我仍然不太确定的事情是MPI Scatter / Scatterv中的根进程会发生什么。
如果我在我的代码中尝试划分数组,是否需要将根进程包含在接收器的数量中(因此使得发送大小为nproc)或者是否将其排除?
在我的Matrix Multiplication代码中,我仍然遇到一个错误,其中一个进程遇到了异常行为,过早地终止了程序:
void readMatrix();
double StartTime;
int rank, nproc, proc;
//double matrix_A[N_ROWS][N_COLS];
double **matrix_A;
//double matrix_B[N_ROWS][N_COLS];
double **matrix_B;
//double matrix_C[N_ROWS][N_COLS];
double **matrix_C;
int low_bound = 0; //low bound of the number of rows of each process
int upper_bound = 0; //upper bound of the number of rows of [A] of each process
int portion = 0; //portion of the number of rows of [A] of each process
int main (int argc, char *argv[]) {
MPI_Init(&argc, &argv);
MPI_Comm_size(MPI_COMM_WORLD, &nproc);
MPI_Comm_rank(MPI_COMM_WORLD, &rank);
matrix_A = (double **)malloc(N_ROWS * sizeof(double*));
for(int i = 0; i < N_ROWS; i++) matrix_A[i] = (double *)malloc(N_COLS * sizeof(double));
matrix_B = (double **)malloc(N_ROWS * sizeof(double*));
for(int i = 0; i < N_ROWS; i++) matrix_B[i] = (double *)malloc(N_COLS * sizeof(double));
matrix_C = (double **)malloc(N_ROWS * sizeof(double*));
for(int i = 0; i < N_ROWS; i++) matrix_C[i] = (double *)malloc(N_COLS * sizeof(double));
int *counts = new int[nproc](); // array to hold number of items to be sent to each process
// -------------------> If we have more than one process, we can distribute the work through scatterv
if (nproc > 1) {
// -------------------> Process 0 initalizes matrices and scatters the portions of the [A] Matrix
if (rank==0) {
readMatrix();
}
StartTime = MPI_Wtime();
int counter = 0;
for (int proc = 0; proc < nproc; proc++) {
counts[proc] = N_ROWS / nproc ;
counter += N_ROWS / nproc ;
}
counter = N_ROWS - counter;
counts[nproc-1] = counter;
//set bounds for each process
low_bound = rank*(N_ROWS/nproc);
portion = counts[rank];
upper_bound = low_bound + portion;
printf("I am process %i and my lower bound is %i and my portion is %i and my upper bound is %i \n",rank,low_bound, portion,upper_bound);
//scatter the work among the processes
int *displs = new int[nproc]();
displs[0] = 0;
for (int proc = 1; proc < nproc; proc++) displs[proc] = displs[proc-1] + (N_ROWS/nproc);
MPI_Scatterv(matrix_A, counts, displs, MPI_DOUBLE, &matrix_A[low_bound][0], portion, MPI_DOUBLE, 0, MPI_COMM_WORLD);
//broadcast [B] to all the slaves
MPI_Bcast(&matrix_B, N_ROWS*N_COLS, MPI_DOUBLE, 0, MPI_COMM_WORLD);
// -------------------> Everybody does their work
for (int i = low_bound; i < upper_bound; i++) {//iterate through a given set of rows of [A]

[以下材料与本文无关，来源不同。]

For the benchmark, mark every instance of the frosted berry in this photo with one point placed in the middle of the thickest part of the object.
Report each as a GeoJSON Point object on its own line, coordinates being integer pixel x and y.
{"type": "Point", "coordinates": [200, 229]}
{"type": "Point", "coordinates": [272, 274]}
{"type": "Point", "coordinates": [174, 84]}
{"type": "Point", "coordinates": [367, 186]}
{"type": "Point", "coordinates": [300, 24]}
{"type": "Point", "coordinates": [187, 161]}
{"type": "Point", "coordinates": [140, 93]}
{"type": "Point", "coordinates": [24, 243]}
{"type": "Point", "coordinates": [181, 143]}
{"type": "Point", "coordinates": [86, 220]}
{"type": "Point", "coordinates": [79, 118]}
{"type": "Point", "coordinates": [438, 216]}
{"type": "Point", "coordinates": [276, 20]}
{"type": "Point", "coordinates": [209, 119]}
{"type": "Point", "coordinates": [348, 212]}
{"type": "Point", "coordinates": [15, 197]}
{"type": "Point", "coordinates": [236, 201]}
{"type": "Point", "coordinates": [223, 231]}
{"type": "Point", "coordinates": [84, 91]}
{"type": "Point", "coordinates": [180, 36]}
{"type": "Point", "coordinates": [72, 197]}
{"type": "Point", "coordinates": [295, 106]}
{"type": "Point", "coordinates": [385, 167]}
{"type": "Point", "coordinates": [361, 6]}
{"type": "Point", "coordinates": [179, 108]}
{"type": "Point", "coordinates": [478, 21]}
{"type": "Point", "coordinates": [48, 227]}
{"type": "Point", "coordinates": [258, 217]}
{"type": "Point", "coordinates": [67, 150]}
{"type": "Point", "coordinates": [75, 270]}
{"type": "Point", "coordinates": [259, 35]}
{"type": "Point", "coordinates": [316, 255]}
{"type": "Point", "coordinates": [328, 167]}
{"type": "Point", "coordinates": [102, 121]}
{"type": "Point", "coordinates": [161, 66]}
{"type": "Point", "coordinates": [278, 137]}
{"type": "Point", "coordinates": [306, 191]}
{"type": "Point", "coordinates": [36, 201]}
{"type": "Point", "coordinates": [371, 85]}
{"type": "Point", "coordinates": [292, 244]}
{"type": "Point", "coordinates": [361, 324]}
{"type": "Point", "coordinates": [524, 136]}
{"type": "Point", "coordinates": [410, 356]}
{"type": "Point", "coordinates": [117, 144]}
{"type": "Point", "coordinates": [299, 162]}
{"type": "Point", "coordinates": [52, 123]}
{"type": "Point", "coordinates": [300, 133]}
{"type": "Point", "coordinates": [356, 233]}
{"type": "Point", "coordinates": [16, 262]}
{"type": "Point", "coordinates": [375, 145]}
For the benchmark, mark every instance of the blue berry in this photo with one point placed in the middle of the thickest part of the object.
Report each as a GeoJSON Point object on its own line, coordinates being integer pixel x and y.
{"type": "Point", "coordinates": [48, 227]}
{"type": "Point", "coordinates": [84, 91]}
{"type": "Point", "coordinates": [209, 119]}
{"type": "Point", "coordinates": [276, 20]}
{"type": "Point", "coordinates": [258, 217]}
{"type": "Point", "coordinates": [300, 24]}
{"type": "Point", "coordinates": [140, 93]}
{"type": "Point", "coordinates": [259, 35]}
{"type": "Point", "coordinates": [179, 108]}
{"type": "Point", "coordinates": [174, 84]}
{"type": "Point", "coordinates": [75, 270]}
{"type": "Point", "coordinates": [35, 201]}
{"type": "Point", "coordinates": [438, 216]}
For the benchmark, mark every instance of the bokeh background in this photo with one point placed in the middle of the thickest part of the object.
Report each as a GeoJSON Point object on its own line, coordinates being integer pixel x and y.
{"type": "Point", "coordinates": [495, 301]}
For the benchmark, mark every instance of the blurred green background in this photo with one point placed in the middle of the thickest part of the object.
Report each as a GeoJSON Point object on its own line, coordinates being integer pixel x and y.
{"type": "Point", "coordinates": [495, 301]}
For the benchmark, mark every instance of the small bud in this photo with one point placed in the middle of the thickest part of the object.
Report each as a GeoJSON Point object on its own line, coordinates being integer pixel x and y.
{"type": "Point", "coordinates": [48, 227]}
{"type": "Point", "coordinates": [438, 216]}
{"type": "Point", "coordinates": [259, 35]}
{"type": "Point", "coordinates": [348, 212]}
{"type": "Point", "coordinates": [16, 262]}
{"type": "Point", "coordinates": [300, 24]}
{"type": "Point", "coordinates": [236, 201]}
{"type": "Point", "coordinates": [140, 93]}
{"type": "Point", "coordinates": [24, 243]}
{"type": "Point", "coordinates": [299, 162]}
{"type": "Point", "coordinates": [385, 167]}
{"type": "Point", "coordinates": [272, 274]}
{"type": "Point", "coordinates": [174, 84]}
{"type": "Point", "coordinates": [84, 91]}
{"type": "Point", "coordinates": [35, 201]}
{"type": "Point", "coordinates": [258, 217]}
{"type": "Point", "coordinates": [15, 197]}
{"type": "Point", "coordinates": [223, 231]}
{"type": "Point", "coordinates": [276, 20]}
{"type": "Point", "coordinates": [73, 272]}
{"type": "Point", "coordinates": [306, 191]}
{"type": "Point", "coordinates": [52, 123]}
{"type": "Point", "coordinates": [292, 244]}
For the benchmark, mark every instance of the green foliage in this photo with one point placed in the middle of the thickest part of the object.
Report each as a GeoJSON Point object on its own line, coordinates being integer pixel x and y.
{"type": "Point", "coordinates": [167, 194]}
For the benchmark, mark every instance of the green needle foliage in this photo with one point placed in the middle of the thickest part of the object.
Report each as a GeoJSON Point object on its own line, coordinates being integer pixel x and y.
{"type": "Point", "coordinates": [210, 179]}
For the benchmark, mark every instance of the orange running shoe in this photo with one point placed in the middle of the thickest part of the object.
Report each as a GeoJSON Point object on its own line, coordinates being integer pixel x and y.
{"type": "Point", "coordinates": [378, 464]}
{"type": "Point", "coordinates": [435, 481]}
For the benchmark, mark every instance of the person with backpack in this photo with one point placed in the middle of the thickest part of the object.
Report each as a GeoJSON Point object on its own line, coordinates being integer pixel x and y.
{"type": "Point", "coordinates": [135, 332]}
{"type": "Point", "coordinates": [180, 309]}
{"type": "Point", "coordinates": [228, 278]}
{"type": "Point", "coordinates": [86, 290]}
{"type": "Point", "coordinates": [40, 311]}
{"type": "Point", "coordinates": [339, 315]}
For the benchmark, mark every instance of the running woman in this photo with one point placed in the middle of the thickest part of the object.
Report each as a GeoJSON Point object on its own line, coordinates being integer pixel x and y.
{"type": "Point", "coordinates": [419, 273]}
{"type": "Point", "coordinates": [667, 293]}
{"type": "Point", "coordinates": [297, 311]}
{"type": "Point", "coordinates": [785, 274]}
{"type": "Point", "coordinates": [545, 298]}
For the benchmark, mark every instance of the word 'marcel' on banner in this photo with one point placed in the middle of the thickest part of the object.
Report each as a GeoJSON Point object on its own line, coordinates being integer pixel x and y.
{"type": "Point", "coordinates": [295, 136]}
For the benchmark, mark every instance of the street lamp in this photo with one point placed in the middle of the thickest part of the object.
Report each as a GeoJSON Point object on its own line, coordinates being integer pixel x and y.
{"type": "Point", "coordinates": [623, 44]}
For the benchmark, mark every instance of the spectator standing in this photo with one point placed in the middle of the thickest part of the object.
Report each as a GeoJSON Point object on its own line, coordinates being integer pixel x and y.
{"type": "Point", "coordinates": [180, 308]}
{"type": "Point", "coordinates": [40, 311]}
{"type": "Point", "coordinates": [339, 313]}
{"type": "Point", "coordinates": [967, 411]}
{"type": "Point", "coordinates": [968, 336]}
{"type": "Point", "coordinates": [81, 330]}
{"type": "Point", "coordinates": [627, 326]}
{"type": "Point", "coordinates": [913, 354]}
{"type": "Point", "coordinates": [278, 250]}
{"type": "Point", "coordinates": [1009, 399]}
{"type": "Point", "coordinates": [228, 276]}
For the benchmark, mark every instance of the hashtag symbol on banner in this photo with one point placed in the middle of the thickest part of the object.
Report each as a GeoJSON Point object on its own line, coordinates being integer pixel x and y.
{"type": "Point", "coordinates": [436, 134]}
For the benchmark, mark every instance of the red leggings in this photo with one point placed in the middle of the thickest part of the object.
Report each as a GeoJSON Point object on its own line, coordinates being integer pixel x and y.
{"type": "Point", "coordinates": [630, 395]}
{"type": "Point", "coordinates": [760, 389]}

for (int j = 0; j < N_COLS; j++) {//iterate through columns of [B]
for (int k = 0; k < N_ROWS; k++) {//iterate through rows of [B]

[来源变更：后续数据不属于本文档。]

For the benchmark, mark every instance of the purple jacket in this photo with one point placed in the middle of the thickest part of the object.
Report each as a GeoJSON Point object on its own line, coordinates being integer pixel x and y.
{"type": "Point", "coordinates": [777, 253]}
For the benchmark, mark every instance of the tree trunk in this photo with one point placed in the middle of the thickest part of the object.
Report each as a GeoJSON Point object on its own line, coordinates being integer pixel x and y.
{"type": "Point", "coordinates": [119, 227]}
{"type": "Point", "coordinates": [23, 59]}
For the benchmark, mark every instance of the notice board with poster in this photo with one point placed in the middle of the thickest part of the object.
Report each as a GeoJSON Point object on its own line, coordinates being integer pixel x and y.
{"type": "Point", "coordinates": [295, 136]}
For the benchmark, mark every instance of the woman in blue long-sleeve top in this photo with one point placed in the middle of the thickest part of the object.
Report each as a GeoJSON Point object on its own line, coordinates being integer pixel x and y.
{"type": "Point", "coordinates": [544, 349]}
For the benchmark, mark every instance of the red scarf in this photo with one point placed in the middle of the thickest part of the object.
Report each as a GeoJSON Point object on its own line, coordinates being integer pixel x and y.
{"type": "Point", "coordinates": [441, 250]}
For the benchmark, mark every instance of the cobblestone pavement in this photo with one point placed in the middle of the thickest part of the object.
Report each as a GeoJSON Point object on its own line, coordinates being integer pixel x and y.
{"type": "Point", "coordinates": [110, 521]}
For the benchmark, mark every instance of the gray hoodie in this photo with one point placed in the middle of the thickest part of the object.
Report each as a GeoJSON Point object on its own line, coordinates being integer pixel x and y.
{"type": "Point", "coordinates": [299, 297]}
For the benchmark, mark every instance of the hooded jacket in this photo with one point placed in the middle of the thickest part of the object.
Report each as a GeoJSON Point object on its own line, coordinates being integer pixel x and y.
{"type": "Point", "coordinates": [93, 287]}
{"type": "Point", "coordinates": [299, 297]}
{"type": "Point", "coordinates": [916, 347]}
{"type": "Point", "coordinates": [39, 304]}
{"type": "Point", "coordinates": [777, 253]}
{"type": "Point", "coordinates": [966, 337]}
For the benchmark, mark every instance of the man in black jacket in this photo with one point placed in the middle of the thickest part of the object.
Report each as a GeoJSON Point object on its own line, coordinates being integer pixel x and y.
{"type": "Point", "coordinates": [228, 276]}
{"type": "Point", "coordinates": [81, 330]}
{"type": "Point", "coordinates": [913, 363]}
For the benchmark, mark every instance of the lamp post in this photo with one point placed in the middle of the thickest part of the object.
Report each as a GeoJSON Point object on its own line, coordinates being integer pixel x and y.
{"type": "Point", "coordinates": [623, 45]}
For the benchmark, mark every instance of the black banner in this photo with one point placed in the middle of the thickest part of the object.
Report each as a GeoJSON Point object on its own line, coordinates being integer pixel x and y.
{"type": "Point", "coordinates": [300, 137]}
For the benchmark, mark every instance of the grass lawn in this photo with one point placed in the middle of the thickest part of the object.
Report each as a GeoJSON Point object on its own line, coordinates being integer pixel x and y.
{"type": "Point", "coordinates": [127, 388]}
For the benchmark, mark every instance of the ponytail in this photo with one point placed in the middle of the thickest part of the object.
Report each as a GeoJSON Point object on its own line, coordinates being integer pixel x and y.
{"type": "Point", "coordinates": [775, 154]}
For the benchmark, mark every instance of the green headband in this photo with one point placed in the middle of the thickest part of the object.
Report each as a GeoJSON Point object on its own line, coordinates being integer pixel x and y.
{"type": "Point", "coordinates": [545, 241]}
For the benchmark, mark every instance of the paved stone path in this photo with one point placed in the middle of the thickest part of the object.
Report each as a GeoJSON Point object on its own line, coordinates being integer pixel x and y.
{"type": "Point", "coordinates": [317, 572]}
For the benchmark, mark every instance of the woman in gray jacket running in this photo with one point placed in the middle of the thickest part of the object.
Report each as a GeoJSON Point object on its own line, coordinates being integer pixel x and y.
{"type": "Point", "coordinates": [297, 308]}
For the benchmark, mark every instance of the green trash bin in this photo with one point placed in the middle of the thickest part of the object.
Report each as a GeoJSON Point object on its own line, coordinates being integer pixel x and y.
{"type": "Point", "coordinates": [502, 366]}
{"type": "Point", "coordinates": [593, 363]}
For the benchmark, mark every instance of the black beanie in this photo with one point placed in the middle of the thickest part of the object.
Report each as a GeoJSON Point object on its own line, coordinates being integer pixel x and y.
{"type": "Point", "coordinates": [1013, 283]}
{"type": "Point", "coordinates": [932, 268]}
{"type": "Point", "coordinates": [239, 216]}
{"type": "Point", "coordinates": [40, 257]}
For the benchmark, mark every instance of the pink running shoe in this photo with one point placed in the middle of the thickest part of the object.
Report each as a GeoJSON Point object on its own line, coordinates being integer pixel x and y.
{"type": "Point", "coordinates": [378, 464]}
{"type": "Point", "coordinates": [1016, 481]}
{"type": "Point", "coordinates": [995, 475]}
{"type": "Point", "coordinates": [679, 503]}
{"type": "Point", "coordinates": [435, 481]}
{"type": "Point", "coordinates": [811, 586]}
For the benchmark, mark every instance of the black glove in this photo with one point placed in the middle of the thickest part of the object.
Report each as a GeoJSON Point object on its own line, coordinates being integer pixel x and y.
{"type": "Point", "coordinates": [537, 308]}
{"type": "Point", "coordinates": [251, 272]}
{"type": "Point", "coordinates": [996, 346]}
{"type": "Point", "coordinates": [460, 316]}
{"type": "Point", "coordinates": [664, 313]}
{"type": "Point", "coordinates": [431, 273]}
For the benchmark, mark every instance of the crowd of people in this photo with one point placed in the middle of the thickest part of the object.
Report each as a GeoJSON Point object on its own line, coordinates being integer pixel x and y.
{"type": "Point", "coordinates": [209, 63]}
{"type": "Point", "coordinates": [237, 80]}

matrix_C[i][j] += (matrix_A[i][k] * matrix_B[k][j]);
}
}
}
// -------------------> Process 0 gathers the work
MPI_Gatherv(&matrix_C[low_bound][0],portion,MPI_DOUBLE,matrix_C,counts,displs,MPI_DOUBLE,0,MPI_COMM_WORLD);
}
...
答案 0 :(得分:1)
根进程也发生在接收方。如果您对此不感兴趣,只需设置sendcounts[root] = 0。
有关您必须准确传递的值的具体信息,请参阅MPI_Scatterv。
但是,请注意你在做什么。我强烈建议您改变将矩阵分配为一维数组的方式,使用如下的单个malloc:
double* matrix = (double*) malloc( N_ROWS * N_COLS * sizeof(double) );
如果您仍想使用二维数组,则可能需要将类型定义为MPI derived datatype。
如果要在单个MPI传输中发送多行,则传递的数据类型无效。
使用MPI_DOUBLE,您告诉MPI缓冲区包含 count MPI_DOUBLE值的连续数组。
由于您使用多个malloc调用分配二维数组,因此您的数据不是连续的。